Reading through a galley proof of a soon-to-be-published work can, I’ve discovered, make you very insecure about your writing. While I was looking over “The Meaning of Vengeance,” every bit of awkward phrasing, every cliched or often-used (by me) expression began to rear its ugly head. (Look! There’s another cliche!) And it’s too late to fix it. It’s on its way out the door.
By the time you get to the end of the manuscript, you wonder if anybody could possibly like this dreck.
I’ve been through this before, when editing my stories. Usually, it passes. I’ll pick up the manuscript a month later and re-read it, and suddenly it seems really good. How could I ever have doubted it?
Of, course, after I work on it for a while, it goes back to being dreck.
So, I’ve learned to ignore my manic-depressive mood swings concerning my writing — or at least try to — having faith that the final product will be good. I’ve been honing my writing skills for a very long time now, and very little that I write is completely terrible. Most, in fact, is pretty good.

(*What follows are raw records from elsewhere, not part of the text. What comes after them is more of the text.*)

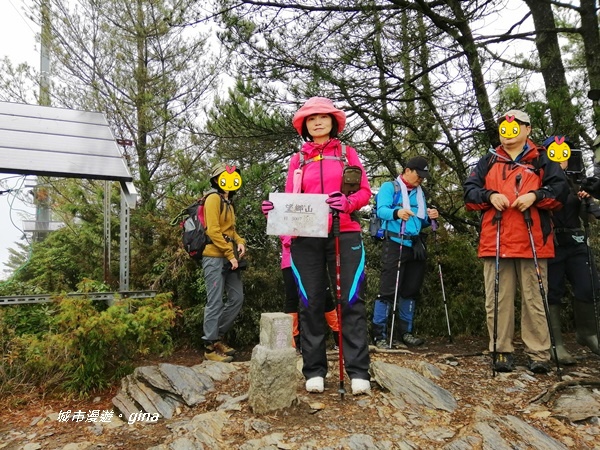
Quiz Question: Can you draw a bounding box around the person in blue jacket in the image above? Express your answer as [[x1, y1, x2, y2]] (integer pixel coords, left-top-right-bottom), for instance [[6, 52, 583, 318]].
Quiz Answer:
[[372, 156, 439, 348]]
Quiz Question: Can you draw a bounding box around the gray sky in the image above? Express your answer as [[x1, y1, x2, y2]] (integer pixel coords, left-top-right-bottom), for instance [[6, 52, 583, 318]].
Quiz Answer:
[[1, 0, 37, 278]]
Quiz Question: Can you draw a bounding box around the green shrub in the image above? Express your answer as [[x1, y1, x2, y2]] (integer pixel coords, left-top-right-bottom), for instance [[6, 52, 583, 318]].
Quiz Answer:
[[419, 230, 486, 337], [1, 293, 177, 397]]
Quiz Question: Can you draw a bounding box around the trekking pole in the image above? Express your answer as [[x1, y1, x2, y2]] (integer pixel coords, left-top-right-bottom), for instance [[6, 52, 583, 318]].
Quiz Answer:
[[492, 209, 502, 377], [389, 221, 406, 349], [431, 219, 452, 343], [581, 197, 600, 351], [332, 210, 345, 400], [523, 208, 562, 380]]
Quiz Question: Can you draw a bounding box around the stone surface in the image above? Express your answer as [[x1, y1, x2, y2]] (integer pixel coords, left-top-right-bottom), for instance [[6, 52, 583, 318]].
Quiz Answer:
[[157, 363, 214, 406], [371, 360, 458, 412], [192, 360, 237, 382], [126, 375, 181, 419], [441, 406, 569, 450], [552, 386, 600, 422], [111, 389, 140, 420], [247, 313, 298, 414], [134, 366, 173, 392], [247, 344, 298, 414], [111, 361, 237, 422], [258, 312, 292, 350]]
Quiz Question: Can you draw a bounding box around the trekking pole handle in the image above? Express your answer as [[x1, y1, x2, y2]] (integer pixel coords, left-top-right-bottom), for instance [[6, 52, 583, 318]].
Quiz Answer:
[[523, 208, 532, 225], [332, 210, 340, 237], [400, 219, 406, 237], [431, 218, 438, 231]]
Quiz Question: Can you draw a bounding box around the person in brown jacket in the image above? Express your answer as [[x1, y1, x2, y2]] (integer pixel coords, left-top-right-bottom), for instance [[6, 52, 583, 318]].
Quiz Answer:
[[202, 162, 247, 362]]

But this is the first time I’ve reviewed something that’s about to be published. Soon, readers who aren’t friends of mine will be looking through those pages, noticing the awkward phrasing about Ari’s beard and hair (Is it just the beard that he keeps closely trimmed? Or is his hair close-cropped, too?), and the bad line expressing Geirr’s doubts about Ari’s love. Will the reader be disgusted and put it down? Will they think my characters are dull and the romance unexciting?
Will they realize that the god, Frey, never really had antlers on his head in Norse mythology?!